Like Alcuaz and Almario, Ocampo is certain the communist threat could not have been an excuse for declaring martial law,
since the communist movement was still in the organizing stages in some areas in the country when martial law was declared.

Ocampo admits that he was already “semi-underground” after he quit his job as business editor of the Manila Bulletin and
joined the underground movement with his wife, journalist Carolina Malay, right after Marcos suspended the Writ.
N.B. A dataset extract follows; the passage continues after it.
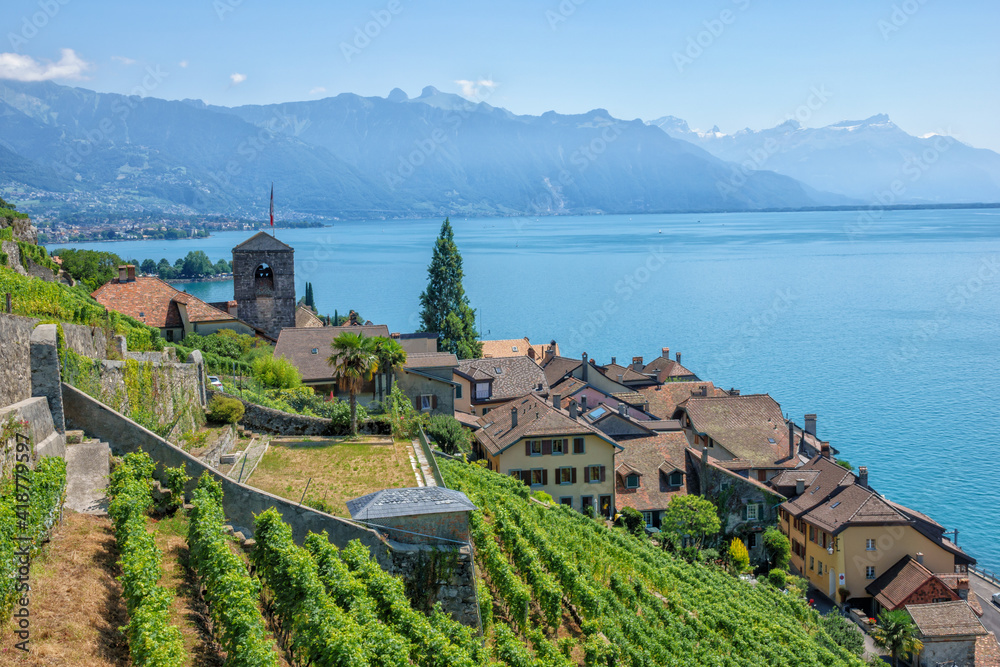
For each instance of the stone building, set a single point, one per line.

He says like most militant activists, they feared that Marcos would use the suspension of the privilege of the Writ of Habeas
Corpus to start cracking down on political dissenters. They were not mistaken.

He says that while there was a seeming political lull during the martial law years, it was the underground movement’s network
and the countryside resistance that sustained the anti-dictatorship struggle.

Ocampo asserts that it was the political Left that played a key role in the political resistance against Marcos’s strongman rule
even before the 1983 Benigno Aquino assassination which triggered public outrage that led to the strongman’s downfall three
years later.
Nevertheless, Ocampo says it remains on record that over 70,000 people experienced being arrested and the strongman
regime was marked by unabated human rights abuses during the dark days of martial law. “So for those who have experienced
martial law, I don’t think they can forget what had happened,” he says.

The brutal heel and the iron fist of martial law may indeed never be forgotten, but its other legacies, and its crucial lessons of
governance are obviously very much around, seamlessly woven into the national fabric like some plague. One only has to
recall how every branch of government can be easily corrupted, as seen in the pork barrel imbroglio, to know this to be true.
Martial law as a proclamation is dead, but after 41 years, its legacy lives.